Photograph by Getty Images
By Renae Reints
June 25, 2018

The Supreme Court sided with Texas Republicans Monday, ruling that the 2013 redrawing of legislative and congressional maps was not racially motivated in all except one case. The 5-4 decision was made along party lines, with the conservative majority, led by Justice Samuel Alito, authoring the court’s opinion.

“Except with respect to one Texas House district, we hold that the court below erred in effectively enjoining the use of the districting maps adopted by the Legislature in 2013,” wrote Justice Alito.

This decision effectively negates a three-judge panel’s conclusion last summer, which stated several district lines were unconstitutional, intentionally discriminating against minority voters.

In a concurring opinion by Justice Clarence Thomas, joined by Justice Neil Gorsuch, the conservative judges argued that the Voting Rights Act of 1965 “does not apply to redistricting.”

The four liberal Supreme Court justices published a harsh dissent.

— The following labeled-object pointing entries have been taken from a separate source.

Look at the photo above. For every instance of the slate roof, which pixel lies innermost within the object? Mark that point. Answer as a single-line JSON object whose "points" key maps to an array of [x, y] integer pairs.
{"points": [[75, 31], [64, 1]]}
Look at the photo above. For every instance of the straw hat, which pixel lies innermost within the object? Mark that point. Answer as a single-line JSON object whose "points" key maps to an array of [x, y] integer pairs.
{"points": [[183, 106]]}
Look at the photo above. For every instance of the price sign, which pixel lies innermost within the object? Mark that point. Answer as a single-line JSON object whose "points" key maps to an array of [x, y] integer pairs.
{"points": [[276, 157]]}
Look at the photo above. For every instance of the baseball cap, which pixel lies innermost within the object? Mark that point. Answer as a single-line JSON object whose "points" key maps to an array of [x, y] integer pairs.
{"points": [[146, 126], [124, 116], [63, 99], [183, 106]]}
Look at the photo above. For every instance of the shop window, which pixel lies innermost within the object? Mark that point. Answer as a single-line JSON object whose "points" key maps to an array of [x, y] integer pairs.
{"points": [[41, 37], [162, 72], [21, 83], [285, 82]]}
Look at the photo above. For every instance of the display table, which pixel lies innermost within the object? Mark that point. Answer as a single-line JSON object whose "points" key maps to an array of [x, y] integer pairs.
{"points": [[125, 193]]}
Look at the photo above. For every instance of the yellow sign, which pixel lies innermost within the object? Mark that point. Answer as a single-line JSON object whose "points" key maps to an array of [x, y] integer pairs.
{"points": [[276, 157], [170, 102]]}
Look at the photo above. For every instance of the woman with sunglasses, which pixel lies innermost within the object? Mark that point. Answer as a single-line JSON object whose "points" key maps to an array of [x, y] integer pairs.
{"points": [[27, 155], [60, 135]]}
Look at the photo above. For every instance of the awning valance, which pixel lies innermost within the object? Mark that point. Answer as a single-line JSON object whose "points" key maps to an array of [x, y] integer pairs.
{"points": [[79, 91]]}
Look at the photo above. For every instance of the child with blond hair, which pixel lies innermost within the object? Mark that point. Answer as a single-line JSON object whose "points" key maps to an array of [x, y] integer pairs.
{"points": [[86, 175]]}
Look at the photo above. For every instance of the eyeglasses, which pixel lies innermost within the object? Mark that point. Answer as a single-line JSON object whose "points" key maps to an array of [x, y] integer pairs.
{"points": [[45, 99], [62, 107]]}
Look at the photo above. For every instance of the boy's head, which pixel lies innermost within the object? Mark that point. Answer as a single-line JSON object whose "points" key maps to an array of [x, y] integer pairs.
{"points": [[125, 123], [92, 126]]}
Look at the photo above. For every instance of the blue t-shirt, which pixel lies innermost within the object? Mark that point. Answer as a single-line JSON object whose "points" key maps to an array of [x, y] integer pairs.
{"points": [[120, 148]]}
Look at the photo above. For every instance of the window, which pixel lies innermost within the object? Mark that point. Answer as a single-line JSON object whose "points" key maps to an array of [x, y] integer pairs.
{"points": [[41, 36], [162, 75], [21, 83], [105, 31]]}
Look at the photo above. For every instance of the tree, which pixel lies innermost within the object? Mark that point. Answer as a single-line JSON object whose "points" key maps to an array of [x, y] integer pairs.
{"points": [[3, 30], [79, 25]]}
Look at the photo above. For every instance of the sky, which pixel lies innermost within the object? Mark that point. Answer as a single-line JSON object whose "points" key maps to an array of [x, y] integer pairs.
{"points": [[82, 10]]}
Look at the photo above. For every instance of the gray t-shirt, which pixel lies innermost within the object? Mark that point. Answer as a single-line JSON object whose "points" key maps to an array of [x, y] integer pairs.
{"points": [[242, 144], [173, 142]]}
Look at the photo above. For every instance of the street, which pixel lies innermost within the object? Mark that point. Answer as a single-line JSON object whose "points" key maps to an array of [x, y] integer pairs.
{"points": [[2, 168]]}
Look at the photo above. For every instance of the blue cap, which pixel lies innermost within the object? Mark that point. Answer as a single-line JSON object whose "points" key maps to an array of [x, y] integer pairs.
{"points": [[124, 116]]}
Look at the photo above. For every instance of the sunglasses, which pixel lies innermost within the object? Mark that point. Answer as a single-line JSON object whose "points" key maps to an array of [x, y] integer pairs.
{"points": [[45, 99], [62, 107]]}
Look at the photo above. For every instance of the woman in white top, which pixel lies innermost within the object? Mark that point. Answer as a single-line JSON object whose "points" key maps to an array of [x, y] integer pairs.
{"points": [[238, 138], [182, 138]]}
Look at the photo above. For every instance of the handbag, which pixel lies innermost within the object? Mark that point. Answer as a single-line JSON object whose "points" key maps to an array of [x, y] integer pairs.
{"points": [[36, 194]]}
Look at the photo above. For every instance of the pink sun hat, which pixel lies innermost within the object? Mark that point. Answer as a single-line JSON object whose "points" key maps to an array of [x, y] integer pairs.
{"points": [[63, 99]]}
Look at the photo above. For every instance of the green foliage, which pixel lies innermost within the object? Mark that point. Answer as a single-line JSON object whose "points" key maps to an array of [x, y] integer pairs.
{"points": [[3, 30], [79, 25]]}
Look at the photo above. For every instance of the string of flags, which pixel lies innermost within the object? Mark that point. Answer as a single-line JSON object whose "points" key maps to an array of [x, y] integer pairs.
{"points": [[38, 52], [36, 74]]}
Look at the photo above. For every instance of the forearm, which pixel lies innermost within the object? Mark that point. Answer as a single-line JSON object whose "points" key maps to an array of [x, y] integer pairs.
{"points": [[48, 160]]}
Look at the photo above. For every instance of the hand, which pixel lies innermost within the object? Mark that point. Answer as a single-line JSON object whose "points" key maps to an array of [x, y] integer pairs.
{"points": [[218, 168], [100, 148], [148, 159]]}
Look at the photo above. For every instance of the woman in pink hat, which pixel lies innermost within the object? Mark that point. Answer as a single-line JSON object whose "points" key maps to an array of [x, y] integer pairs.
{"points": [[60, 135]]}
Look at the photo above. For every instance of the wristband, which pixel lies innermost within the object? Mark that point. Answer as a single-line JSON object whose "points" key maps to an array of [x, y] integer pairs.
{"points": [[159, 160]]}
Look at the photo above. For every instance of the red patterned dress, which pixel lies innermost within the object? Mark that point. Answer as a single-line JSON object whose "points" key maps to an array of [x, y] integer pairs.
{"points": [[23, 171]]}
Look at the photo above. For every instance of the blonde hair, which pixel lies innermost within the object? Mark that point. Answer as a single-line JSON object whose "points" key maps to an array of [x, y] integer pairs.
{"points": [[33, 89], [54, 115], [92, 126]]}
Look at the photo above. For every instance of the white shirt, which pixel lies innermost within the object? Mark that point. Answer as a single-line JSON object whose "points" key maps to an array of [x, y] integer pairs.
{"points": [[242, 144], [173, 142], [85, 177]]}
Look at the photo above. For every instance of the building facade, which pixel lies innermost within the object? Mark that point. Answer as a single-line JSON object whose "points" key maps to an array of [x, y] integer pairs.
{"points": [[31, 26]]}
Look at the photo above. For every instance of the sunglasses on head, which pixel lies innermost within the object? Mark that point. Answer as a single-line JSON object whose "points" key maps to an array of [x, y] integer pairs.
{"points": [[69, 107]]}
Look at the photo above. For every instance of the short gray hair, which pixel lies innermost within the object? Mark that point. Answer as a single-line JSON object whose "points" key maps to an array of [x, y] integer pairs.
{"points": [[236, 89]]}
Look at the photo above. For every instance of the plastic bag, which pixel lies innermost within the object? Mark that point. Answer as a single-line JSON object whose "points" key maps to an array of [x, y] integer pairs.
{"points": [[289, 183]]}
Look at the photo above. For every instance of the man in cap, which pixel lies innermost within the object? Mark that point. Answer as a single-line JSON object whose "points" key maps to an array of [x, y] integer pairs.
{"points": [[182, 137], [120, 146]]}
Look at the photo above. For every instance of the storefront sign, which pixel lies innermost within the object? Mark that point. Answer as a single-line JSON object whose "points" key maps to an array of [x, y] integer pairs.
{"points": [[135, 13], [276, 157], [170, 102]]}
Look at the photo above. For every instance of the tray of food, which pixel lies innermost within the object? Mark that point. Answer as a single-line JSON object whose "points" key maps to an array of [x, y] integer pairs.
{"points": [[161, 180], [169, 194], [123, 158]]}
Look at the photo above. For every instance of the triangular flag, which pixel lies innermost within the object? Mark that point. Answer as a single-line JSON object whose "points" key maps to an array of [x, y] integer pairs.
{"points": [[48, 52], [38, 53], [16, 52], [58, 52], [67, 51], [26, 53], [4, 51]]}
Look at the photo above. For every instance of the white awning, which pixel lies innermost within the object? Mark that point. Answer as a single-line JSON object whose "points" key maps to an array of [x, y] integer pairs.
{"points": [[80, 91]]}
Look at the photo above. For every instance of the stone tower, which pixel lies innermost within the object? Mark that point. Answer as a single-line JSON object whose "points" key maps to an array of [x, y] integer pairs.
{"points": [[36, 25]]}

Written by Justice Sonia Sotomayor, the opinion argued that with this decision, the Supreme Court “goes out of its way” to allow racially discriminating district lines to persist in Texas.

“This disregard of both precedent and fact comes at serious costs to our democracy,” wrote Sotomayor. “It means that, after years of litigation and undeniable proof of intentional discrimination, minority voters in Texas—despite constituting a majority of the population within the State—will continue to be underrepresented in the political process.”

Although it’s the only case to consider racially motivated district lines, the Texas case is just one in a handful of gerrymandering cases to reach the Supreme Court in recent months.

Judges upheld congressional maps in North Carolina Monday, reinstating district lines that were previously considered unconstitutional by lower courts due to partisan gerrymandering. Last week, the court avoided cases on partisan gerrymandering in both Wisconsin and Maryland, citing procedural errors.